More cautious voices still frame Amgen as fairly valued in the near term, pointing to limited visibility on how quickly new assets can offset erosion in mature franchises. These analysts generally anchor their views on stable, defensive cash flows rather than outsized upside, and they tend to keep ratings around market perform or hold while awaiting clearer evidence of execution on growth drivers.
By contrast, bullish analysts are leaning into the stock's defensive characteristics and potential for upside as innovation and margin expansion become more visible. They see Amgen as well positioned within large cap biopharma given its balanced mix of established products, growing specialty assets and exposure to next generation modalities that could re accelerate the top line and support sustained earnings growth.
Against this backdrop, Street targets and ratings on Amgen now span a spectrum from more conservative equal weight views to more constructive outperform recommendations, with recent target moves and initiations skewing incrementally positive. This divergence underscores that future share performance is likely to hinge on the company's ability to demonstrate durable revenue growth, deliver on new product launches and continue to lift profitability.
Bullish Takeaways
- Multiple bullish analysts have initiated or reiterated Outperform views on Amgen, reflecting growing confidence that the company can transition from a primarily defensive holding to a compounder capable of sustaining above market earnings growth.

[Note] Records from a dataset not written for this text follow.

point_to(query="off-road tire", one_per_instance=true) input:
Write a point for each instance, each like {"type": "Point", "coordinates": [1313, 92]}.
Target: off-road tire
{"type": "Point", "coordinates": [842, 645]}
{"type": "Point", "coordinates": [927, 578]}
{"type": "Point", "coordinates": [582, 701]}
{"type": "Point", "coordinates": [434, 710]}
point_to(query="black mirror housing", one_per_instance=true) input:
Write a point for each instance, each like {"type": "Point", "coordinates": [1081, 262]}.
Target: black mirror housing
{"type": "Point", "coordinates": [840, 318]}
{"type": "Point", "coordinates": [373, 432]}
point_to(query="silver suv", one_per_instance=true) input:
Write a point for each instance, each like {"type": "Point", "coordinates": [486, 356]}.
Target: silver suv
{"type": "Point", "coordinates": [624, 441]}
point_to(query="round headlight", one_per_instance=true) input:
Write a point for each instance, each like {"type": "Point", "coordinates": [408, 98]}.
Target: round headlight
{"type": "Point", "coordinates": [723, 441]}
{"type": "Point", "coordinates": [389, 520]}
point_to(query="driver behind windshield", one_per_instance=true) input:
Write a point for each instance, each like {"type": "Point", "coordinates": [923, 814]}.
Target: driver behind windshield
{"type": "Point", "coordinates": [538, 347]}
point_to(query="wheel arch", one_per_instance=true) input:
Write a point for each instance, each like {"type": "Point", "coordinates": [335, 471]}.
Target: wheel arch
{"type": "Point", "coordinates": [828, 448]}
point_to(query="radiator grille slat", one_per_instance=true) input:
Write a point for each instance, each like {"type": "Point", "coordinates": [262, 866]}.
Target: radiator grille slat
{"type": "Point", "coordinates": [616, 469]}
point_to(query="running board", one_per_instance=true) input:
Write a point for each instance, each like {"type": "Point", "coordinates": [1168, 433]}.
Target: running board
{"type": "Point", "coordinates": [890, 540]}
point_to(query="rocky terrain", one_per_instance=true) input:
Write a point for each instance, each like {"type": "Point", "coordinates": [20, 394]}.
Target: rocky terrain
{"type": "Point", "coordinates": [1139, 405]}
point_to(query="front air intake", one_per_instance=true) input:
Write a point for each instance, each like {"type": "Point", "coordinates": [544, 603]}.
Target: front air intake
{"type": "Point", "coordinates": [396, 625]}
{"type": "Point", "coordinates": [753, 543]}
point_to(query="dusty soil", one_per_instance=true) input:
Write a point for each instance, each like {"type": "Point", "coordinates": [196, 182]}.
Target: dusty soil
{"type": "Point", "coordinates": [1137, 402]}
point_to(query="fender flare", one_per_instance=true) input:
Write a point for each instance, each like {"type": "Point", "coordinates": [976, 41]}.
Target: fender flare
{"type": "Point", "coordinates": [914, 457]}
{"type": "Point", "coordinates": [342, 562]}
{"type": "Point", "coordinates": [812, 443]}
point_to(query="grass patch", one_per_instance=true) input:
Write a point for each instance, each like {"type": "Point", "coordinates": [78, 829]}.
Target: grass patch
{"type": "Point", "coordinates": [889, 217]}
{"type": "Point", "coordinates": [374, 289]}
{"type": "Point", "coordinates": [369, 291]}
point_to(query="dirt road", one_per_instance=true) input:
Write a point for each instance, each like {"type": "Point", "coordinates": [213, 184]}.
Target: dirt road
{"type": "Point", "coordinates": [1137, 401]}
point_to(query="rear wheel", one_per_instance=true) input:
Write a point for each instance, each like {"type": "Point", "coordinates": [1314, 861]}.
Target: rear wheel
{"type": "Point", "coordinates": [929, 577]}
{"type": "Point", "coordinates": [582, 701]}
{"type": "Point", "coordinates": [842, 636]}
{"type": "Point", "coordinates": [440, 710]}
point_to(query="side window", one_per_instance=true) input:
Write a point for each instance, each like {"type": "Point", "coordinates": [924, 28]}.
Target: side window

- Recent positive target revisions, including price objectives in the high $300s, signal that optimistic forecasts now factor in stronger long term contribution from emerging launches and the pipeline, supporting a higher justified multiple on forward earnings.
- Bullish analysts increasingly emphasize Amgen's improving margin trajectory and disciplined capital allocation, arguing that operating leverage and cash flow deployment can unlock additional value even if top line growth remains moderate.
- Within the broader large cap biopharma space, Amgen is being grouped with peers seen as key beneficiaries of the next wave of innovation, a designation that supports relative valuation upside as execution on clinical milestones and launches continues.
What's in the News
- The FDA granted full approval to IMDELLTRA (tarlatamab) for extensive stage small cell lung cancer after platinum-based chemotherapy, with Phase 3 data showing a 40% reduction in risk of death versus standard care. The NCCN named it the only Category 1 preferred option in this setting (company announcement).
- The FDA approved UPLIZNA (inebilizumab) for generalized myasthenia gravis in adults who are AChR or MuSK antibody positive, making it the first and only CD19 targeted B cell therapy for gMG and expanding its use beyond NMOSD and IgG4 related disease (company announcement).
- Repatha (evolocumab) delivered statistically significant reductions in major adverse cardiovascular events in high risk patients without prior heart attack or stroke in the Phase 3 VESALIUS CV trial, reinforcing its role in primary prevention and supporting broader guideline based use (company announcement).
- The FDA approved TEZSPIRE (tezepelumab) as an add on maintenance treatment for chronic rhinosinusitis with nasal polyps in patients 12 and older, following WAYPOINT Phase 3 data showing clinically meaningful reductions in polyp size and near elimination of surgery need. Similar EU approval and a positive opinion were also secured (company announcements).
- Amgen and peers including Pfizer are preparing to sell select brand medicines directly to U.S. patients at insurer negotiated prices via the forthcoming TrumpRx platform, positioning the company within a high profile federal push to expand access to lower cost drugs (Reuters).
Valuation Changes
- Fair Value Estimate has risen modestly to about $425 from roughly $405, reflecting a somewhat more constructive long term outlook despite ongoing risk factors.
- Discount Rate has increased slightly to around 7.6 percent from about 7.3 percent, signaling a marginally higher required return and risk adjustment in the model.
- Revenue Growth Assumptions have been trimmed to approximately 5.6 percent from about 7.1 percent, indicating a more conservative view on top line expansion over the forecast period.
- Net Profit Margin Expectations have edged higher to roughly 32.7 percent from about 31.0 percent, incorporating improved margin efficiency and cost leverage into the earnings profile.
- Future P/E Multiple has risen slightly to about 20.7x from roughly 20.3x, suggesting a modestly higher valuation placed on forward earnings power.